I looked for you again in the garden, as I have each year when the light grows long upon the grass, remembering that moment when you lit upon my knuckle, your tatted wings the hue of ripened limes, and eyes like orchid beads, and wondered what you were, what passing phase—youth or age or in between— delivered you to me, and felt your flutters kiss my skin before you floated out of sight, and left me wanting more, as miracles often do.
“—O what made fatuous sunbeams toil To break earth’s sleep at all?” (“Futility” by Wilfred Owen)
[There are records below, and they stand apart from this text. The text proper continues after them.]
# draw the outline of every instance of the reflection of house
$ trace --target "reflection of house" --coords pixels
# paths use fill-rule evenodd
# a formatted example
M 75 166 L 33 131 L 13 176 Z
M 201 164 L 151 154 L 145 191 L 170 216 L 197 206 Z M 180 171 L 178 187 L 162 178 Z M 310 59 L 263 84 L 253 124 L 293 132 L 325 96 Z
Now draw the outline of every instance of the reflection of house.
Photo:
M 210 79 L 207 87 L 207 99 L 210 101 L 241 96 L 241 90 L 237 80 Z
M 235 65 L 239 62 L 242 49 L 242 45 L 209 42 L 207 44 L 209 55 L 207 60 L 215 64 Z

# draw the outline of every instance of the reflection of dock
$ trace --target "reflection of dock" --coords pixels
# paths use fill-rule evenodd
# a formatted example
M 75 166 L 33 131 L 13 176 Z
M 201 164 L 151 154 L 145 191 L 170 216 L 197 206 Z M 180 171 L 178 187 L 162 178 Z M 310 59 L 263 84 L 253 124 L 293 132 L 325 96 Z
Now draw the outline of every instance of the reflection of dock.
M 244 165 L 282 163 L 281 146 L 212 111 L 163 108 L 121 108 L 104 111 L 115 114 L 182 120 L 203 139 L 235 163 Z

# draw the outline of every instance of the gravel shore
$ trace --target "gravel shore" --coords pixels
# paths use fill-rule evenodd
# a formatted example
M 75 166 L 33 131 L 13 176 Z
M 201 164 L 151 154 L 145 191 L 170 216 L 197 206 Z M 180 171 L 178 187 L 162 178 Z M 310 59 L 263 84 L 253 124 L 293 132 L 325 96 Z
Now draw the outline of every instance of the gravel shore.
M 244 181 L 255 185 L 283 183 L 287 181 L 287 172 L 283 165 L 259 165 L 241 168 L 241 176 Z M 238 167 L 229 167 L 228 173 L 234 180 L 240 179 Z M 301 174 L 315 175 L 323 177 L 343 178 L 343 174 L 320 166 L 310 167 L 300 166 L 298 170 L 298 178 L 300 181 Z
Your sugar plastic meat free life, your efforts to conserve, preserve environmental health, consumption of some friendly bugs and supplements (because because) and seven hours every night, and exercise, (yes) runs and walks and weights to make you strong and pump your cells with oxygen that keeps you toned, and feeds your brain, which you work more with puzzles, articles in journals and the latest books you load onto devices and devour to stay enlightened, be informed beyond the news you watch each night.
And when the virus hit, you did your part as fiercely as it adapted, and masked and Zoomed and ordered in, and brought meals to your neighbors, wept as family friends got sick and died, attended funerals remotely, brought righteous fury to your ballots while reveling in advances that brought Mars into your home and kept researchers toiling in their labs for a vaccine, the chance to bare your arm, and feel safe again with friends, in transit, stores, one day, one day… (because you’re a believer, dare to hope)
Only to have it all undone, By easy purchase of a gun.